Well, if they're stupid enough to stop it, they're probably stupid enough to forget to restart it.
 
guys why are we so freaked out by a patient missing one dose of ASA/plavix (not even, since we assume both doses can be given that day, even if given postop). i mean you want to call cards? what are they going to do?

from the plavix insert

"If you miss a dose, take Plavix as soon as you remember. If it is almost time for your next dose, skip the missed dose. Take the next dose at your regular time. Do not take 2 doses of Plavix at the same time unless your doctor tells you to."

It's doing something silly for the wrong reasons, without appreciation for the risks, for a non-benefit.

My medical code of ethics mandates mocking such things, that's all. 🙂
 
No one is concerned about gastroparesis in a long standing diabetic.


Cambie
 
Well, if they're stupid enough to stop it, they're probably stupid enough to forget to restart it.

Which is neither here nor there in terms of the decision to do the case now. Do it. Tell them to restart it and suggest they get cardiology involved so there is an advocate for appropriate antiplatelet therapy after she leaves your care.

- pod
 
Which is neither here nor there in terms of the decision to do the case now. Do it. Tell them to restart it and suggest they get cardiology involved so there is an advocate for appropriate antiplatelet therapy after she leaves your care.

- pod

Give the resident orthopedist a reason to think before acting next time: "Sure hope you didn't give Dr. Ortho Faculty's patient an MI by stopping the dual antiplates. You might want to speak to a cardiologist about that" End of discussion.
 
I would want to know potassium before sux action. Give asa prior to OR. Restart plavix right after OR. Inform ortho intern how dumb they are.

I would also like to know, but what's your cutoff? Any magic number? How high before you postpone the case in a tenuous patient?

From me, this patient is getting an ETT and an arterial line. I'm not doing a sciatic block in a patient on plavix. That's pretty deep and not exactly compressable. Also, there is no evidence in the literature of a mortality benefit to a regional technique compared to GA.
 
She is coming to the OR for removal of infected hardware from her right tibia. Hardware which apparently put her into septic shock.

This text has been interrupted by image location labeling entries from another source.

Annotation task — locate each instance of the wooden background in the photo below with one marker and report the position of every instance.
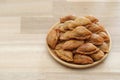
(23, 28)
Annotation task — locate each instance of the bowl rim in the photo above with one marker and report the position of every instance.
(72, 65)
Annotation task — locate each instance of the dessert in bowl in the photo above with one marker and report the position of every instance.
(78, 42)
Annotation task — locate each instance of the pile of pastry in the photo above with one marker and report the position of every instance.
(79, 40)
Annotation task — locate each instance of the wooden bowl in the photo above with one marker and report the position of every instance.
(72, 65)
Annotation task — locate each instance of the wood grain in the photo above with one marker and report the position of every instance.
(23, 28)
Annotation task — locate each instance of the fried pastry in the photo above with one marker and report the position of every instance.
(104, 47)
(66, 18)
(78, 33)
(82, 59)
(95, 28)
(98, 55)
(81, 21)
(79, 40)
(104, 36)
(92, 18)
(96, 39)
(52, 38)
(87, 48)
(64, 55)
(59, 45)
(72, 44)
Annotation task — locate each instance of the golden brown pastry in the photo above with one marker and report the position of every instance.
(87, 48)
(82, 59)
(95, 28)
(98, 55)
(96, 39)
(72, 44)
(92, 18)
(65, 55)
(104, 36)
(63, 27)
(81, 21)
(52, 38)
(104, 47)
(59, 45)
(66, 18)
(70, 24)
(77, 33)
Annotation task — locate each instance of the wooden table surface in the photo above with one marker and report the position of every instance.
(23, 28)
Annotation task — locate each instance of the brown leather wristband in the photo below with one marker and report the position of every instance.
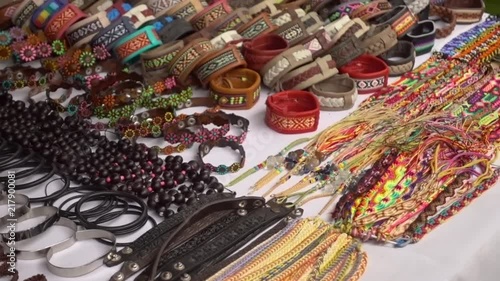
(188, 58)
(216, 63)
(236, 89)
(261, 24)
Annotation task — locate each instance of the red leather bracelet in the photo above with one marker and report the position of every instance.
(370, 73)
(292, 112)
(63, 20)
(262, 49)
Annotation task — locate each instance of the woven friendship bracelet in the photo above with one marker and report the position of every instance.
(84, 31)
(336, 93)
(60, 22)
(279, 66)
(422, 37)
(108, 36)
(218, 62)
(400, 59)
(236, 89)
(188, 58)
(261, 24)
(25, 11)
(129, 48)
(309, 74)
(45, 12)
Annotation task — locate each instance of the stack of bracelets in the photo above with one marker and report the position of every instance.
(101, 125)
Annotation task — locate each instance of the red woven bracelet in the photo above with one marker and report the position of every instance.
(370, 73)
(292, 112)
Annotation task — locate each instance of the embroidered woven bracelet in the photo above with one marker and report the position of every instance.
(370, 73)
(205, 148)
(188, 59)
(400, 59)
(283, 63)
(62, 21)
(45, 12)
(236, 89)
(25, 11)
(111, 34)
(336, 93)
(129, 48)
(261, 24)
(400, 19)
(84, 31)
(216, 63)
(216, 11)
(306, 76)
(292, 112)
(422, 37)
(186, 9)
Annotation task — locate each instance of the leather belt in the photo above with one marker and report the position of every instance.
(400, 59)
(306, 76)
(111, 34)
(262, 49)
(260, 25)
(467, 11)
(84, 31)
(422, 37)
(336, 93)
(236, 89)
(379, 39)
(129, 48)
(217, 62)
(188, 58)
(292, 112)
(401, 19)
(370, 73)
(60, 22)
(283, 63)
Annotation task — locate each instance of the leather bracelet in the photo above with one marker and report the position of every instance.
(287, 15)
(400, 59)
(292, 112)
(129, 48)
(401, 19)
(216, 11)
(309, 74)
(176, 30)
(422, 37)
(159, 58)
(216, 63)
(186, 9)
(159, 6)
(336, 93)
(283, 63)
(24, 12)
(379, 39)
(140, 15)
(111, 34)
(260, 25)
(83, 269)
(447, 16)
(62, 21)
(370, 73)
(236, 89)
(45, 12)
(232, 21)
(222, 40)
(262, 49)
(466, 11)
(372, 10)
(84, 31)
(188, 59)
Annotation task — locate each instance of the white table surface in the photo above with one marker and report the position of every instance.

Isn't Step 1 of therapy for septic shock "source control?" Seems to me like she shoulda come for removal of hardware earlier.
 
Isn't Step 1 of therapy for septic shock "source control?" Seems to me like she shoulda come for removal of hardware earlier.

im not sure there is a step 1 therapy for septic shock. it certainly is right up there with antibiotics, volume replacement and lactate clearance. perhaps this is a case of "we arent sure what put her into septic shock but this looks infected"
 
For a tibia, a popliteal sciatic block is fine and it's a shallow block. Even less risk with ultrasound.

Gotta balance the risk of aspiration with LMA with the risk of causing an MI with ETT. Both pretty low risk.
 
For a tibia, a popliteal sciatic block is fine and it's a shallow block. Even less risk with ultrasound.

Gotta balance the risk of aspiration with LMA with the risk of causing an MI with ETT. Both pretty low risk.

Pretty sure I've never seen the cardiologist note that the patient had an MI from their ETT. Tough to block a coronary from the trachea. If it did, we'd probably have to stop using ETTs on all those CABGs.
 
For a tibia, a popliteal sciatic block is fine and it's a shallow block. Even less risk with ultrasound.

Gotta balance the risk of aspiration with LMA with the risk of causing an MI with ETT. Both pretty low risk.

risk of a perioperative MI is probably not reduced with regional, and shouldnt be higher with an ETT than with an LMA.
 
risk of a perioperative MI is probably not reduced with regional, and shouldnt be higher with an ETT than with an LMA.

You are correct. A regional technique doesn't change the risk of cardiac morbidity/mortality, nor does an LMA compared to an ETT.